My family has come a long way over the years. At one time, they tried to suggest that I should stay out of the living room as if I were some kind of animal!  Can you believe that?

Baby gates! Pffft.

Granted, not having access to the whole house wouldn’t be quite as bad as the indignation of living in a dog house. However, by the time it came to move across the country from Ontario, they found hotels that accept furry children with tails.

I must admit, I didn’t get off to the best start. But the way I like to think of it … if I were a dog or cat, I would have been long gone.

You see, I consumed books voraciously before the age of two – literally.

I had a taste for heirloom and special books, including an autographed Jean Beliveau book. The woman here was so concerned I would be a goner when her husband arrived back from a conference that she didn’t inform him of the munched book until six months later!

Well, it wasn’t totally chewed up. I did leave the autographed page unscathed. I don’t know what the problem was. I always saw the two of them spending a lot of time with books.

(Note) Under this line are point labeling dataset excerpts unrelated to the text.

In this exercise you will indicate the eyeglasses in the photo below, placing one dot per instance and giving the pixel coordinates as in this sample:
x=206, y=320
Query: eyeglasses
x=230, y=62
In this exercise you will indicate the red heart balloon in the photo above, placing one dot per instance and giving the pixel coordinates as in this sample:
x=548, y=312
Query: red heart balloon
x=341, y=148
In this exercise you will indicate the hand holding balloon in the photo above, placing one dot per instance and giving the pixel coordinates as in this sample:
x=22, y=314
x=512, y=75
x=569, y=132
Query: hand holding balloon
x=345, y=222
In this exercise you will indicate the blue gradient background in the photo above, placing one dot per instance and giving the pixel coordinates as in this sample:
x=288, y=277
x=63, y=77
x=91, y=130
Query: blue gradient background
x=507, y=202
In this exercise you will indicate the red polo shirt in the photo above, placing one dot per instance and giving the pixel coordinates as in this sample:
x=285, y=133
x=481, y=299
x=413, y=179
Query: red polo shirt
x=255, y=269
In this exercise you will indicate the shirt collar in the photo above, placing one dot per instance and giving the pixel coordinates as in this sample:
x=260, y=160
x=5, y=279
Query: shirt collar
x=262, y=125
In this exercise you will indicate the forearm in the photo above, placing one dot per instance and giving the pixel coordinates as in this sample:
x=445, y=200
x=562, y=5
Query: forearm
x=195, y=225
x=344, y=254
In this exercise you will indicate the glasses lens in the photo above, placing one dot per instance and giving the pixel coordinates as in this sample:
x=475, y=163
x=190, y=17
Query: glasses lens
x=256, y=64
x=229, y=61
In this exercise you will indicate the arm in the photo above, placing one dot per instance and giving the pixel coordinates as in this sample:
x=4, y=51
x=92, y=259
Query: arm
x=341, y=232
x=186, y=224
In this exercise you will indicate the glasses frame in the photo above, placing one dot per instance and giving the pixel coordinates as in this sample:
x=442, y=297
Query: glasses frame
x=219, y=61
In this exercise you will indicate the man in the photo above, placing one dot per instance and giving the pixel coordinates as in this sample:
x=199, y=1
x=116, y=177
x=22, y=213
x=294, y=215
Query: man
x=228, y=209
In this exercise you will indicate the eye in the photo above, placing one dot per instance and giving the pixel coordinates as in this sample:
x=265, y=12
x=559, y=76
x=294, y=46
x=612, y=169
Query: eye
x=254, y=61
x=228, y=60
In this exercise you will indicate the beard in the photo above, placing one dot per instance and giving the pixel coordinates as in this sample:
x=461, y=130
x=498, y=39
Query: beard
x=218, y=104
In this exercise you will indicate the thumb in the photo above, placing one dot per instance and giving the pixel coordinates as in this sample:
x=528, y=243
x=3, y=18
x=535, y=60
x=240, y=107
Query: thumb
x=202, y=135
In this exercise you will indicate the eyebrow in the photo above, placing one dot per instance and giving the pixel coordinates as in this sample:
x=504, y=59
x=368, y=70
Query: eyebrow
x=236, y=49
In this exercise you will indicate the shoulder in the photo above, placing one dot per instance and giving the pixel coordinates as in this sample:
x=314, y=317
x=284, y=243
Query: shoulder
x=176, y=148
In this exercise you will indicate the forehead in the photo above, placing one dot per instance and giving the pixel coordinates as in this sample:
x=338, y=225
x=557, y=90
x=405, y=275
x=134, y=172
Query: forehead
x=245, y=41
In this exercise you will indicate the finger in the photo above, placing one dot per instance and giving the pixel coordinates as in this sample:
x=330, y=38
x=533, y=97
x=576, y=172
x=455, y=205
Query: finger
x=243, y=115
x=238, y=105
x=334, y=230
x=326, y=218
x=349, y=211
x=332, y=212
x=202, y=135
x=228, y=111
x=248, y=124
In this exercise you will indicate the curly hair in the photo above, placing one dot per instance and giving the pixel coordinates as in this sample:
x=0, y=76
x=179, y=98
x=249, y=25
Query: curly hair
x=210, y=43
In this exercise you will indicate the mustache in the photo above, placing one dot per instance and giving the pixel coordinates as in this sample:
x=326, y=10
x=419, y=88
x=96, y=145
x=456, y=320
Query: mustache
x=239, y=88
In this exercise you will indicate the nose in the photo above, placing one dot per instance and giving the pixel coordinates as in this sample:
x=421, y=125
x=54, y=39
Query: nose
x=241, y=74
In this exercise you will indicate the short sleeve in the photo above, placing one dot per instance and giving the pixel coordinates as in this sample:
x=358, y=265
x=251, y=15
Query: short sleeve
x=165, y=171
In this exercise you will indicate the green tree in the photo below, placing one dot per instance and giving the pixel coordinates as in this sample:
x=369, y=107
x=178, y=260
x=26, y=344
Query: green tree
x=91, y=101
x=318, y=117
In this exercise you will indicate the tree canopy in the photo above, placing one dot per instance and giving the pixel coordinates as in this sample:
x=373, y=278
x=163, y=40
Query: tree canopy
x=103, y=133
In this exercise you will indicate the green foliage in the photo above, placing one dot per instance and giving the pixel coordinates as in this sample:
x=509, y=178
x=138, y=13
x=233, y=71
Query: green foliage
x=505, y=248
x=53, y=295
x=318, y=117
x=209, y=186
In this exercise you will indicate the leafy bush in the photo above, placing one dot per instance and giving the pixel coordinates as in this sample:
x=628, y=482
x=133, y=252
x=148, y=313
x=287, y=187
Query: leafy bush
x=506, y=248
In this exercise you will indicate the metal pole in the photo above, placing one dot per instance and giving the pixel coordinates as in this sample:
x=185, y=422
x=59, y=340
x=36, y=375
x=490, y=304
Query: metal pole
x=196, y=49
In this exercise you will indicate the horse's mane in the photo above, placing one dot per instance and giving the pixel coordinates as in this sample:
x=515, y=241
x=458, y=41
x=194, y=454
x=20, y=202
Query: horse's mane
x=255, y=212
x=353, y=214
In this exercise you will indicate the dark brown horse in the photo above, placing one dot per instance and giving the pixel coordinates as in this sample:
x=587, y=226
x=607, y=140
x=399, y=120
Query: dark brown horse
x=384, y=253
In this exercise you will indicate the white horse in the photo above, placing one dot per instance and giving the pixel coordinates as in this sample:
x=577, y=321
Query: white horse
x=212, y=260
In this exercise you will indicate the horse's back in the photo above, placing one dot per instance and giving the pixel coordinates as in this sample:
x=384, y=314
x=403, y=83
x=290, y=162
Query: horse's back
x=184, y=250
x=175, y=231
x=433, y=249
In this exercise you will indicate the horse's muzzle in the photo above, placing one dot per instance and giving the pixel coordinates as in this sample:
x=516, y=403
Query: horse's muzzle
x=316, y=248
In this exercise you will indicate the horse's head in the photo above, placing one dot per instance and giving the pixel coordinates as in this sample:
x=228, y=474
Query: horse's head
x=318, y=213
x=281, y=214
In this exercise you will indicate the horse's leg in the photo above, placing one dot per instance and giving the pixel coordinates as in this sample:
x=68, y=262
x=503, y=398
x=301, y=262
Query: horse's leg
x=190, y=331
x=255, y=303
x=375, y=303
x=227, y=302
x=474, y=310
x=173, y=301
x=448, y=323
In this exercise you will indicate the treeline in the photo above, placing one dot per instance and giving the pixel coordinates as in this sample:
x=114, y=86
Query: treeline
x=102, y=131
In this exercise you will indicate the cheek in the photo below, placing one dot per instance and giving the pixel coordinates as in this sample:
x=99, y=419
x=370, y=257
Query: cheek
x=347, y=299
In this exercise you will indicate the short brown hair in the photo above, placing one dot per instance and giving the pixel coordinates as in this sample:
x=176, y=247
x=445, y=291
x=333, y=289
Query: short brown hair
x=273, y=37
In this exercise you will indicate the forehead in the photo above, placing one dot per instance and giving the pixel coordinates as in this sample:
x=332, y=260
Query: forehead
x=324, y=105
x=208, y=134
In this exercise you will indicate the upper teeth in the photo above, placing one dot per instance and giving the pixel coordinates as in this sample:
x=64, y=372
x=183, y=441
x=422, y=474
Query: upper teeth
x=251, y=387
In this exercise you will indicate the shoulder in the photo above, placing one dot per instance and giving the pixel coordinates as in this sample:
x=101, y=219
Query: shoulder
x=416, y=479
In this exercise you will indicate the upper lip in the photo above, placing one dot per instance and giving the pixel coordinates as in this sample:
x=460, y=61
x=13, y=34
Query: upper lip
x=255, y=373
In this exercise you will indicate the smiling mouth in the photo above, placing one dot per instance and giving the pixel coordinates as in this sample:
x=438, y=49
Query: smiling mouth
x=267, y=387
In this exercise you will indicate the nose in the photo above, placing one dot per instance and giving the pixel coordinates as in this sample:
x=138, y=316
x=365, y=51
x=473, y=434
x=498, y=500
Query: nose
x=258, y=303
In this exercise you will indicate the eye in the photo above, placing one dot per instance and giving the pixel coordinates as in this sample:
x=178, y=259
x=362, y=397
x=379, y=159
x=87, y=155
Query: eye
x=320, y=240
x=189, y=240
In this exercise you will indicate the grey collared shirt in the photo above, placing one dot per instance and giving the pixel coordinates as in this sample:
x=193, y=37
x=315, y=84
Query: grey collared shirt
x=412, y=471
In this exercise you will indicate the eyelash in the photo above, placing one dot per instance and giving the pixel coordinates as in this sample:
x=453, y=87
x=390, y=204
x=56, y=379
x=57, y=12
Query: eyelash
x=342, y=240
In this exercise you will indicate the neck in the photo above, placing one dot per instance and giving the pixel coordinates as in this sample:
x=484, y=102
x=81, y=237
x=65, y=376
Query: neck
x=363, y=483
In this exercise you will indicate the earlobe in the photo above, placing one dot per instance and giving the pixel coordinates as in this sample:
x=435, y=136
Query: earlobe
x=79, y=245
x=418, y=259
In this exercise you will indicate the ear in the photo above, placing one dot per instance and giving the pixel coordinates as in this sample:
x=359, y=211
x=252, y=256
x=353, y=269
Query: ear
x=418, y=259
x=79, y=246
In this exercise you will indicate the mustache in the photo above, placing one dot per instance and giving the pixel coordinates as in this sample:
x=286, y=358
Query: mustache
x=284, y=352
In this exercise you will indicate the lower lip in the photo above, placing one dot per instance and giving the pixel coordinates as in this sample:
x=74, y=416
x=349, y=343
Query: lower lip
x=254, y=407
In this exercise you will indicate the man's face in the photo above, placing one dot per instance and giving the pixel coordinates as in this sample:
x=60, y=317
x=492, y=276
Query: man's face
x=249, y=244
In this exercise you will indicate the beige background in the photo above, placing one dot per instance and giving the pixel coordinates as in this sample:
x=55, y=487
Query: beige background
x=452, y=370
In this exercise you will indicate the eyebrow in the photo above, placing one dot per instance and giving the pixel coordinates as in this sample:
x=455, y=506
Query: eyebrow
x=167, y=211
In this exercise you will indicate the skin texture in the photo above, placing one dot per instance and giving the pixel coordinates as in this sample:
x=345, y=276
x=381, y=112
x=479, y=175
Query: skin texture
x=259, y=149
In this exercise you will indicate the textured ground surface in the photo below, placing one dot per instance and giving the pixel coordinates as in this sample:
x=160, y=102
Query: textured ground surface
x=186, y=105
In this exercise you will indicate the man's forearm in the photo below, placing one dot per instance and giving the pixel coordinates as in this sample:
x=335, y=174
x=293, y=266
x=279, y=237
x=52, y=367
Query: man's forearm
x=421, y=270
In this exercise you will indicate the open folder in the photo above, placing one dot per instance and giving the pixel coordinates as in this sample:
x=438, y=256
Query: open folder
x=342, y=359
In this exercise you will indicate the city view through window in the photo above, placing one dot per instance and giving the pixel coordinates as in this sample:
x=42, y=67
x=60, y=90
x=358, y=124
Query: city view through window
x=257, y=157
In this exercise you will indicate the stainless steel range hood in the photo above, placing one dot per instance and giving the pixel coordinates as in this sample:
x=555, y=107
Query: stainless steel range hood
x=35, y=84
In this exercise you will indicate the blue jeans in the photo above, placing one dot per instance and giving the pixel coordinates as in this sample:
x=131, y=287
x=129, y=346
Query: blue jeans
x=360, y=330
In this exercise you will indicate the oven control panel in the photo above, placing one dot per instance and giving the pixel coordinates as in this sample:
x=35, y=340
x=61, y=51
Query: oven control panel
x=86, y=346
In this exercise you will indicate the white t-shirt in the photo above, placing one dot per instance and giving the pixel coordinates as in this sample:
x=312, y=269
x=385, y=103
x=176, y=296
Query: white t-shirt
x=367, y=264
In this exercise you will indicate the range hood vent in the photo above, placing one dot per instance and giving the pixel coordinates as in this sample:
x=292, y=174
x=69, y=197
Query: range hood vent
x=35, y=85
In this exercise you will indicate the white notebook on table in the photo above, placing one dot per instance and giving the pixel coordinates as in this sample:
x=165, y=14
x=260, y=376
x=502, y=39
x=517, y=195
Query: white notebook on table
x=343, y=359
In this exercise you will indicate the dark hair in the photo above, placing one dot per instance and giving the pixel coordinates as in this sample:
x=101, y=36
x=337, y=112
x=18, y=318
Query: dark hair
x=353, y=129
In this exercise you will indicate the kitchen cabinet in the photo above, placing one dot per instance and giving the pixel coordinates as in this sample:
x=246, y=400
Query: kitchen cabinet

Then there was the time the other guy fell asleep on the couch downstairs and left his glasses on the coffee table. I was curious. They were crunchy. You fill in the blanks of what was said … because he couldn’t see me. This is a G-rated story.

Eating glasses didn’t help me see better anyway. My teeth just hurt and I got in a lot of trouble. That is one of the last times I really got scolded. I stuck to chewing what I am supposed to after that.

Well, except for the time I got into that black plastic bag with turkey bones after Christmas. I can’t believe I ate the whole thing. My tummy hurt and they made me see the doctor.

I don’t think that was the time he said I was a “solid” boy.

Or then there was the time I tried to turn on the TV using the remote with my teeth. I learned yet another use for Duct Tape.  I don’t know what everyone was upset about. The device worked perfectly after that!

I am pretty much a regular child now. Like I said, sometimes I can be demanding for walk time or snacks. But mostly I am pretty content with my life … just like any other 85 lb. floppy-eared, furry boy with brown eyes and a long nose.

So, if you meet me on the street, be sure to stop and say hi. I am a real people person.